Polling places reduced in Milton after city takes over elections

City Council restores one precinct following complaints
Voters wait in line at Milton Library in Milton on the last day of early voting on Friday, December 2, 2022. For this year's municipal elections, Milton is planning to reduce the number of polling locations from eight to three.  (Arvin Temkar / arvin.temkar@ajc.com)

Credit: Arvin Temkar/AJC

Credit: Arvin Temkar/AJC

Voters wait in line at Milton Library in Milton on the last day of early voting on Friday, December 2, 2022. For this year's municipal elections, Milton is planning to reduce the number of polling locations from eight to three. (Arvin Temkar / arvin.temkar@ajc.com)

The city of Milton is cutting its voting locations from eight to three, a reduction in access since the city took control of this year’s local elections from Fulton County.

The changes prompted a political action committee called Milton Families First to ask the State Election Board on Wednesday to intervene in what it called a “mismanaged” process.
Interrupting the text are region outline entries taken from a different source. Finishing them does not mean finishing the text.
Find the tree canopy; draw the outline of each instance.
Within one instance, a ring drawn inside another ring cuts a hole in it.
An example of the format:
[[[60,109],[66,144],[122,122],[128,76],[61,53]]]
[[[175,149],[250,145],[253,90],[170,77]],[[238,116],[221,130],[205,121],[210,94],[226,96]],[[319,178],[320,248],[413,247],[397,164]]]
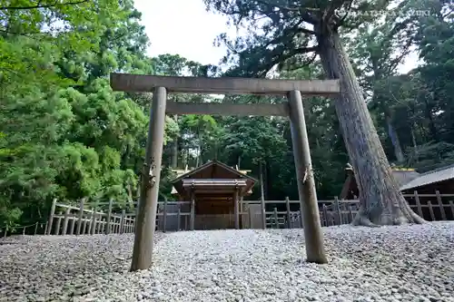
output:
[[[130,0],[0,1],[0,228],[45,220],[54,198],[113,198],[118,207],[136,199],[150,95],[113,92],[110,73],[324,78],[320,44],[328,29],[339,34],[348,54],[386,159],[420,171],[454,161],[450,1],[205,3],[248,28],[248,34],[235,40],[220,33],[229,48],[225,73],[221,64],[203,65],[176,54],[147,56],[141,14]],[[364,13],[378,11],[387,13]],[[399,73],[415,53],[421,64]],[[318,196],[332,199],[350,161],[345,127],[335,102],[316,97],[304,106]],[[162,194],[171,198],[172,168],[213,159],[252,170],[255,177],[262,165],[266,199],[298,198],[286,119],[168,117]],[[258,198],[260,190],[254,194]]]

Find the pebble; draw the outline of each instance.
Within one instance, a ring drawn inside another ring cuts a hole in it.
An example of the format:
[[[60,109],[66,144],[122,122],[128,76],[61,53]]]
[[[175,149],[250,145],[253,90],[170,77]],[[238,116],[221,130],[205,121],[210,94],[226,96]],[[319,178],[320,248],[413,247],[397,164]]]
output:
[[[25,236],[0,245],[0,301],[454,302],[454,222],[156,234],[153,267],[129,272],[133,236]]]

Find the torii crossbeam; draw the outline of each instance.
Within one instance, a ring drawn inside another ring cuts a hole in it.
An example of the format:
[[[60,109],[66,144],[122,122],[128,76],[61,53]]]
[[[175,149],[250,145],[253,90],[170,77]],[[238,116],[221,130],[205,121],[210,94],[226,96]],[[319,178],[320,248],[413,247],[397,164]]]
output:
[[[111,73],[111,86],[114,91],[153,93],[131,270],[147,269],[152,266],[166,113],[289,116],[307,260],[327,262],[301,93],[334,96],[340,92],[338,80],[202,78]],[[167,93],[285,95],[289,102],[279,104],[174,102],[167,101]]]

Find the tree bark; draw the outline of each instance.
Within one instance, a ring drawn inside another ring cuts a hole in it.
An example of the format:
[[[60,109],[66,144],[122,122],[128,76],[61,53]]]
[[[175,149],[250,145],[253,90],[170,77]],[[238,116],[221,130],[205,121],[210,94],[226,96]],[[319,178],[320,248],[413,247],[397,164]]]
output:
[[[345,146],[360,190],[360,211],[355,225],[379,226],[423,223],[403,198],[380,141],[372,119],[339,33],[317,29],[319,54],[330,79],[340,79],[335,102]]]
[[[404,162],[405,158],[403,156],[402,148],[400,147],[400,140],[399,139],[399,134],[394,129],[392,125],[392,121],[390,116],[385,112],[386,118],[386,126],[388,128],[388,135],[390,135],[390,139],[391,140],[392,147],[394,150],[394,155],[396,156],[396,160],[398,162]]]

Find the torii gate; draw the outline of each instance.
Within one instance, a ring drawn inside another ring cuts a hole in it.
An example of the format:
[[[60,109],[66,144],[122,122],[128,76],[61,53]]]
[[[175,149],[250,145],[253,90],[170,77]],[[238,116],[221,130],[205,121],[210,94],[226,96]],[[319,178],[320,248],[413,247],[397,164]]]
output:
[[[111,86],[114,91],[153,92],[139,209],[135,219],[132,271],[147,269],[152,266],[166,113],[289,116],[307,261],[328,262],[320,222],[301,93],[336,95],[340,92],[338,80],[297,81],[111,73]],[[285,95],[289,102],[279,104],[175,102],[167,101],[167,93]]]

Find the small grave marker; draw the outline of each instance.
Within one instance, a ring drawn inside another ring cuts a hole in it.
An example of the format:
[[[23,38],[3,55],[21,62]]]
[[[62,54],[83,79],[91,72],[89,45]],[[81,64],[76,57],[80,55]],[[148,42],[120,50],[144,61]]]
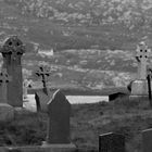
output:
[[[142,131],[142,151],[152,151],[152,128]]]
[[[25,47],[17,36],[11,36],[4,41],[0,52],[3,56],[3,68],[7,68],[12,77],[8,84],[8,102],[12,106],[23,106],[21,58],[25,52]]]
[[[27,90],[31,87],[31,80],[24,79],[23,81],[23,99],[27,99]]]
[[[136,59],[138,61],[138,79],[147,79],[147,65],[150,56],[150,49],[144,42],[137,46]]]
[[[36,75],[41,77],[41,81],[43,85],[43,92],[49,96],[49,90],[47,87],[47,78],[50,76],[50,71],[48,66],[39,66],[39,69],[36,72]]]
[[[125,152],[125,137],[114,132],[100,135],[99,152]]]
[[[58,90],[52,100],[48,102],[49,125],[47,134],[48,143],[71,143],[69,115],[71,104],[61,90]]]
[[[39,68],[36,72],[36,75],[38,77],[41,77],[43,85],[42,91],[40,90],[35,93],[38,112],[47,112],[47,103],[51,98],[51,92],[47,87],[47,78],[50,76],[50,73],[51,72],[49,71],[49,67],[43,65],[39,66]]]
[[[0,73],[0,103],[8,103],[7,97],[7,84],[11,80],[7,73],[7,69],[2,69]]]

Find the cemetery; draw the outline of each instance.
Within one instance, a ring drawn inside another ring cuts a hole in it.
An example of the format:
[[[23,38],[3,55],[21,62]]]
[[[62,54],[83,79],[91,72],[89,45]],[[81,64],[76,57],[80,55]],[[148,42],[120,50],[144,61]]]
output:
[[[35,72],[41,89],[23,79],[26,46],[17,36],[8,37],[0,52],[0,152],[152,151],[151,50],[144,42],[137,47],[138,77],[128,91],[110,93],[109,102],[85,104],[72,104],[64,90],[48,87],[53,73],[48,66]]]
City officials say they have responded to residents’ concerns by voting to add a third election day polling place in southeast Milton after initially planning just two. They say voters will continue to have adequate opportunities to cast ballots this November, with lower costs to taxpayers.

The dispute over voting locations follows Milton’s decision to run its own municipal elections this fall after a feasibility study conducted by one of Georgia’s fake presidential electors, the president of a Republican Party group and city officials.
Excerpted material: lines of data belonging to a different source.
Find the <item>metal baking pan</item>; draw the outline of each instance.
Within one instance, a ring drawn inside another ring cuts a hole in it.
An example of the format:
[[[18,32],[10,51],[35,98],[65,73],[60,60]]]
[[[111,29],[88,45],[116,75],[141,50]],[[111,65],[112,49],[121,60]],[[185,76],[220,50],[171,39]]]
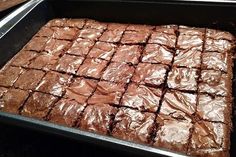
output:
[[[182,24],[220,28],[236,35],[236,1],[178,0],[32,0],[0,22],[0,67],[10,60],[52,18],[92,18],[104,22]],[[235,61],[234,61],[235,62]],[[234,69],[236,76],[236,69]],[[234,77],[233,94],[236,95]],[[234,111],[234,126],[236,111]],[[135,144],[108,136],[0,112],[0,122],[58,134],[104,147],[145,156],[185,156],[165,149]],[[231,135],[231,156],[236,155],[236,131]]]

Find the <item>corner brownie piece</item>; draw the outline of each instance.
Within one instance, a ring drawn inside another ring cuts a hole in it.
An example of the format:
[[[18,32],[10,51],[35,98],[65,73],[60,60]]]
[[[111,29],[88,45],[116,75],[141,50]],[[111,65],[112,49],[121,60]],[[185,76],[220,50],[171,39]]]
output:
[[[142,62],[171,65],[172,59],[172,50],[158,44],[147,44],[143,52]]]
[[[73,42],[72,46],[66,51],[66,53],[85,56],[88,54],[93,45],[94,41],[92,40],[78,38]]]
[[[173,65],[188,68],[200,68],[201,51],[197,49],[176,50]]]
[[[97,80],[75,78],[74,82],[66,88],[65,97],[68,99],[76,100],[79,103],[85,103],[89,96],[92,95],[97,87]]]
[[[106,42],[96,42],[91,51],[88,54],[88,57],[91,58],[100,58],[109,61],[116,51],[116,45]]]
[[[132,107],[140,111],[156,112],[161,95],[161,89],[131,83],[123,95],[120,105]]]
[[[132,81],[138,84],[160,86],[164,84],[168,69],[169,67],[166,65],[139,63],[132,77]]]
[[[36,87],[37,91],[55,96],[62,96],[65,87],[70,83],[71,76],[58,72],[48,72]]]
[[[20,67],[7,66],[0,70],[0,86],[13,86],[24,69]]]
[[[72,127],[79,119],[85,106],[86,104],[62,98],[54,105],[48,119],[50,122]]]
[[[88,100],[88,104],[119,104],[122,94],[125,92],[125,84],[101,81]]]
[[[112,61],[137,64],[139,62],[141,52],[142,47],[139,45],[121,45],[118,47]]]
[[[25,102],[21,114],[28,117],[43,119],[47,116],[57,97],[50,94],[34,92]]]
[[[55,65],[53,65],[52,69],[56,71],[76,74],[83,60],[84,57],[64,54],[60,58],[60,60]]]
[[[108,134],[117,109],[108,104],[89,105],[85,108],[79,128],[100,134]]]
[[[231,104],[226,97],[200,94],[198,98],[197,115],[208,121],[230,123]]]
[[[134,73],[134,67],[126,63],[111,63],[102,75],[102,80],[129,83]]]
[[[168,74],[167,85],[173,89],[196,91],[198,77],[197,69],[173,67]]]
[[[28,91],[21,89],[8,89],[0,98],[0,110],[4,112],[19,114],[19,109],[29,96]]]
[[[77,75],[99,79],[108,61],[98,58],[87,58],[77,71]]]
[[[187,152],[193,126],[190,119],[175,119],[166,115],[158,115],[156,123],[157,132],[153,144],[155,147]]]
[[[199,91],[219,96],[230,94],[230,76],[216,70],[202,70]]]
[[[115,116],[112,136],[138,143],[149,143],[155,114],[120,108]]]
[[[45,72],[41,70],[26,70],[19,76],[17,81],[14,83],[14,86],[20,89],[33,90],[39,84],[44,75]]]

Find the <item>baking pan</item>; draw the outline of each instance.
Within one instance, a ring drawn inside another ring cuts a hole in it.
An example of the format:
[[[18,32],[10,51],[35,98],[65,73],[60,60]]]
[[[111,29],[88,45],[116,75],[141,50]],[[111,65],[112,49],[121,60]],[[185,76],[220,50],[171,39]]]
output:
[[[32,0],[0,22],[0,67],[10,60],[52,18],[92,18],[104,22],[182,24],[230,31],[236,35],[236,2],[212,0]],[[235,61],[234,61],[235,62]],[[236,69],[234,68],[234,76]],[[236,95],[235,77],[233,95]],[[234,111],[234,114],[236,111]],[[236,115],[234,116],[236,117]],[[57,134],[104,147],[145,156],[185,156],[165,149],[135,144],[74,128],[0,112],[0,122]],[[233,119],[234,126],[236,119]],[[236,132],[231,135],[231,156],[236,155]]]

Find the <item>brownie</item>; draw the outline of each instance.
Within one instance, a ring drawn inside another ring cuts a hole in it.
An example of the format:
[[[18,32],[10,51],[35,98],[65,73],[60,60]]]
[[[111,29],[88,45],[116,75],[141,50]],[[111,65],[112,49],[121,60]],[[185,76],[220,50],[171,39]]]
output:
[[[83,112],[79,128],[99,134],[108,134],[117,109],[107,104],[89,105]]]
[[[80,38],[98,40],[102,35],[103,30],[93,29],[93,28],[84,28],[79,32]]]
[[[143,52],[142,62],[171,65],[172,59],[172,50],[159,44],[147,44]]]
[[[57,97],[50,94],[34,92],[24,104],[21,114],[27,117],[43,119],[47,116]]]
[[[54,64],[57,63],[58,60],[59,56],[54,56],[47,52],[43,52],[41,55],[34,58],[28,67],[33,69],[49,70]]]
[[[76,39],[72,46],[66,51],[68,54],[78,55],[78,56],[85,56],[88,54],[89,50],[93,47],[94,41],[89,39]]]
[[[71,77],[58,72],[48,72],[36,87],[37,91],[55,96],[62,96],[65,87],[70,83]]]
[[[213,69],[227,72],[229,62],[228,53],[206,52],[202,54],[202,69]]]
[[[175,119],[166,115],[156,118],[157,132],[154,146],[186,153],[193,124],[189,119]]]
[[[125,31],[122,38],[122,44],[139,44],[145,43],[149,37],[147,31]]]
[[[154,32],[152,33],[150,39],[148,40],[148,43],[160,44],[160,45],[165,45],[170,48],[175,48],[176,39],[177,37],[175,34]]]
[[[188,68],[200,68],[201,51],[197,49],[176,50],[173,65]]]
[[[52,35],[55,39],[61,39],[61,40],[73,40],[78,30],[76,28],[70,28],[70,27],[53,27],[54,33]]]
[[[200,94],[198,98],[197,115],[208,121],[222,122],[229,124],[231,105],[225,97],[209,96]]]
[[[0,110],[4,112],[19,114],[19,109],[29,96],[28,91],[21,89],[8,89],[0,97]]]
[[[88,57],[91,58],[100,58],[109,61],[116,51],[116,45],[106,42],[96,42],[91,51],[88,54]]]
[[[72,127],[79,120],[85,106],[86,104],[74,100],[61,99],[54,105],[48,119],[50,122]]]
[[[234,44],[228,40],[224,39],[214,40],[211,38],[206,38],[205,51],[225,53],[231,50],[233,48],[233,45]]]
[[[142,47],[139,45],[121,45],[118,47],[112,61],[137,64],[139,62],[141,52]]]
[[[92,95],[97,87],[97,80],[75,78],[74,81],[66,88],[65,97],[76,100],[79,103],[85,103],[89,96]]]
[[[167,85],[169,88],[196,91],[198,70],[173,67],[168,74]]]
[[[138,143],[149,143],[154,127],[155,114],[120,108],[114,119],[112,136]]]
[[[162,64],[139,63],[132,81],[138,84],[160,86],[164,84],[168,66]]]
[[[102,79],[112,82],[129,83],[134,73],[134,67],[126,63],[111,63],[102,75]]]
[[[44,50],[49,54],[59,56],[69,48],[70,43],[66,40],[50,39],[46,43]]]
[[[108,61],[98,58],[87,58],[77,71],[77,75],[99,79]]]
[[[20,67],[7,66],[0,70],[0,86],[13,86],[24,69]]]
[[[168,90],[162,100],[160,114],[181,119],[191,117],[197,108],[197,94]]]
[[[60,60],[53,65],[53,69],[56,71],[76,74],[83,60],[84,57],[64,54]]]
[[[49,38],[46,37],[34,37],[28,44],[24,47],[24,50],[32,50],[40,52],[44,49],[45,44],[48,42]]]
[[[152,88],[145,85],[129,84],[127,91],[122,97],[122,106],[128,106],[140,111],[156,112],[162,90],[159,88]]]
[[[119,104],[125,84],[100,81],[97,88],[88,100],[89,104]]]
[[[199,91],[219,96],[230,94],[230,76],[216,70],[202,70]]]
[[[123,33],[124,30],[120,29],[106,30],[99,38],[99,40],[104,42],[116,43],[120,41]]]
[[[17,81],[14,83],[14,86],[20,89],[33,90],[39,84],[44,75],[45,72],[41,70],[26,70],[19,76]]]
[[[21,50],[11,60],[11,65],[21,66],[21,67],[28,67],[28,65],[31,63],[31,60],[36,58],[38,55],[39,54],[37,52],[34,52],[34,51]]]

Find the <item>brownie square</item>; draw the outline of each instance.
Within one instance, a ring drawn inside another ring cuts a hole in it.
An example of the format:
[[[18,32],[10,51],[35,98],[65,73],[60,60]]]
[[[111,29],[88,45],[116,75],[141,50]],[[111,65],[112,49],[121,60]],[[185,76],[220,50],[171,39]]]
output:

Milton Families First questioned whether it was legal for the City Council to set polling places while its members are eligible for reelection. State law gives the election superintendent — in this case, the city manager — authority to set voting locations, according to the group.

“This process has been, at best, mismanaged — and, at worst, could be unethical and in violation of state statutes,” states the letter by Milton Families First, which is opposing the reelection of Councilmen Paul Moore and Rick Mohrig. “While our strong preference would be that Milton run its own elections, the City Council has lost the ability to avoid a real and perceived conflict of interest.”
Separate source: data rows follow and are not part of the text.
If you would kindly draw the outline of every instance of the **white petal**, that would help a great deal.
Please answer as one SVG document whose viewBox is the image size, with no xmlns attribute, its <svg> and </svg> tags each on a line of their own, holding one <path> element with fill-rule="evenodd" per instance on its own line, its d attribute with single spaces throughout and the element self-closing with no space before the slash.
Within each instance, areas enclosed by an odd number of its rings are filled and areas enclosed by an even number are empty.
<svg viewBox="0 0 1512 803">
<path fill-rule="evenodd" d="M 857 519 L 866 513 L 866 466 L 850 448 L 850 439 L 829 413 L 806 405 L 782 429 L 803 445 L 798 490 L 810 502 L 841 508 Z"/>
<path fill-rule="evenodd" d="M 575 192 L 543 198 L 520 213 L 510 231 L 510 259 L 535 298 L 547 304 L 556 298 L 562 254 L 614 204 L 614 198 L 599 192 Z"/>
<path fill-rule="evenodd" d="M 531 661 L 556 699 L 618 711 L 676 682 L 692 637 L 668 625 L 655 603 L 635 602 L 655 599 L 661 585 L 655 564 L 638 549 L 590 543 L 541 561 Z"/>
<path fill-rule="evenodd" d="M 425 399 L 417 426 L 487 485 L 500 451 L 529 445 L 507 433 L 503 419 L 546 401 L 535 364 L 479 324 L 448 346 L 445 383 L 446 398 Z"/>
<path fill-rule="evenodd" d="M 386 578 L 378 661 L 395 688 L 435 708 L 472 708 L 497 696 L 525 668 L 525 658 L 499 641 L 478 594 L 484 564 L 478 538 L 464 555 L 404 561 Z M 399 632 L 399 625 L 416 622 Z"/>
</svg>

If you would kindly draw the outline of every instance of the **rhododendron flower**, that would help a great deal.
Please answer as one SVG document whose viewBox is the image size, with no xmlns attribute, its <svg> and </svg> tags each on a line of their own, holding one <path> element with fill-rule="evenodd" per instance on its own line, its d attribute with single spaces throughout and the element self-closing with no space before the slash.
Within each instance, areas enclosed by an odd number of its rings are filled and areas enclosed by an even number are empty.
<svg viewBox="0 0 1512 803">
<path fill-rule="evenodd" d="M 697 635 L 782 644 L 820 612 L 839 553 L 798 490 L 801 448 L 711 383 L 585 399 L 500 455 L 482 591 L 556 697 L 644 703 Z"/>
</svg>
State Election Board Chairman Bill Duffey said he will look into whether the board has authority over the matter.

Milton’s election consultant, Vernetta Nuriddin, said the city’s three election day precincts and one early voting site will be able to serve the city’s voters in this year’s municipal elections, when turnout is expected to be lower than in general elections. There are over 30,000 registered voters in Milton, and about 3,800 turned out for city elections two years ago.

Fulton County will continue to operate Milton elections when federal and state candidates are on the ballot, including next year’s presidential elections.

“We can handle it with the three locations, especially with three weeks of early voting,” said Nuriddin, a former vice chairwoman for the Fulton election board. “It’s going to be a light lift for the city if we can maximize the early vote.”

Several voting rights groups have urged the city to add voting locations.

“While we appreciate the limited resources the city has to manage elections, self-administering elections separate from Fulton County was a conscious decision made by the council, and as such, it is incumbent on you that your decision does not result in discriminatory and exclusionary access to the ballot,” states a May letter from Fair Fight Action, the New Georgia Project Action Fund, the Represent GA Network, Common Cause Georgia and All Voting is Local Action Georgia.

In at least three other Georgia counties, polling locations have recently been closed or moved.

Lincoln County reduced the number of voting sites from seven to three last month, and Floyd County last week decided on 19 election day precincts, down from 25. Troup County officials approved moving four voting locations currently housed in schools.

Statewide, county election boards closed 214 precincts between 2012 and 2018, which amounted to nearly 8% of Georgia’s polling places, according to a count by The Atlanta Journal-Constitution.